ArchiveLabs / iiif.archivelab.org

Internet Archive IIIF Image 2.0 Server
GNU General Public License v3.0
30 stars 13 forks source link

"texts" item not working -- "Couldn't find image stack." ? #120

Closed hadro closed 1 year ago

hadro commented 1 year ago

While testing a collection (Vermont Life Magazine), I'm finding that the items within this collection aren't being generated correctly.

This item should generate a manifest of 116 images:

However, while the manifest linked above gets created, it only has a single image, the cover image of the item.

Then, when trying to reproduce the BookReader data, I get an error: "Couldn't find image stack."

Is there another/different construction of the BookReader data that we're missing that's needed to get the list of images for that item and the others in that collection?

It's also consistent to all the items in that collection -- what is it about the way these were digitized/published that makes them consistently not render correctly when the manifest is requested?

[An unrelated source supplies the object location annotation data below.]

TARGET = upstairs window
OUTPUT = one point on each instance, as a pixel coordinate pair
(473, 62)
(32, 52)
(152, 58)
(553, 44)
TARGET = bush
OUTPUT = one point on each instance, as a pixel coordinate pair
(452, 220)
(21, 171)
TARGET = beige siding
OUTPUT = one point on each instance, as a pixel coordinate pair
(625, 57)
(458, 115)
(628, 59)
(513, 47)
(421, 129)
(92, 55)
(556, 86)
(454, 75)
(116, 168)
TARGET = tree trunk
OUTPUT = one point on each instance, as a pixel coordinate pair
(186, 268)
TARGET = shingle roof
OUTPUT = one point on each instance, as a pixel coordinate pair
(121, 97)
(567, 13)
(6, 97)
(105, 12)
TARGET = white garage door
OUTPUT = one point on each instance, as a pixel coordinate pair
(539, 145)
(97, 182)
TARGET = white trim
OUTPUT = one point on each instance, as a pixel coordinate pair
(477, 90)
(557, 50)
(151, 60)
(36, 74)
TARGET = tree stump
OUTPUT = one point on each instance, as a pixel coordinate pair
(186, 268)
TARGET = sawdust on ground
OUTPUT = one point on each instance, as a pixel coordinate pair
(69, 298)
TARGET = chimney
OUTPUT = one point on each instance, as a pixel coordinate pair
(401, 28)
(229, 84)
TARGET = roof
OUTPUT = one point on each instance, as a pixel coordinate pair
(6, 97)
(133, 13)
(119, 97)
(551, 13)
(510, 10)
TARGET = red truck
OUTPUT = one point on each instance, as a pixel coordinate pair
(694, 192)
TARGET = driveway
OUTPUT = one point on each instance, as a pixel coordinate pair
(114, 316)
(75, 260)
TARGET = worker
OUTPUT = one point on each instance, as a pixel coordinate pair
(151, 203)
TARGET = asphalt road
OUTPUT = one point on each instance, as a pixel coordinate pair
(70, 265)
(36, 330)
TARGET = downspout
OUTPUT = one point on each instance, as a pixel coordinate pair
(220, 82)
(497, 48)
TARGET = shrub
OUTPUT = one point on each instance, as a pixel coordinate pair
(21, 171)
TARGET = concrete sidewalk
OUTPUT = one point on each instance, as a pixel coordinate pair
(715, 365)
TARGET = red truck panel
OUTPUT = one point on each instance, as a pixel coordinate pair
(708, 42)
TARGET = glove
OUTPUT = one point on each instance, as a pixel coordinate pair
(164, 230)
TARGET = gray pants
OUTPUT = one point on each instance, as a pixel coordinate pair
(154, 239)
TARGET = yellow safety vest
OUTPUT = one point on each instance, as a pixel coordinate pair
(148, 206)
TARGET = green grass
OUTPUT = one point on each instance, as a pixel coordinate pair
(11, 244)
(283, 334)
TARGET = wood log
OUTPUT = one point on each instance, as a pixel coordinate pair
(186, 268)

hadro commented 1 year ago

Aha, the URL our v3 code generates is the following: https://ia802803.us.archive.org/BookReader/BookReaderJSIA.php?id=rbmsbk_ap2-v4_2001_V55N4&itemPath=/7/items/rbmsbk_ap2-v4_2001_V55N4&server=ia802803.us.archive.org&format=jsonp&subPrefix=rbmsbk_ap2-v4_2001_V55N4

Which is very subtly different from the URL that IA itself uses in their BookReader:

https://ia802803.us.archive.org/BookReader/BookReaderJSIA.php?id=rbmsbk_ap2-v4_2001_V55N4&itemPath=/7/items/rbmsbk_ap2-v4_2001_V55N4&server=ia802803.us.archive.org&format=jsonp&subPrefix=rbms.bk_ap2.v4_2001_V55N4

Notably, in the subPrefix the value is "rbms.bk_ap2.v4_2001_V55N4", not "rbmsbk_ap2-v4_2001_V55N4" (note the dots).

Basically, it seems it's using the filename for the item as entered by the user, and before it's been sanitized (e.g. replacing dots with underscores or hyphens).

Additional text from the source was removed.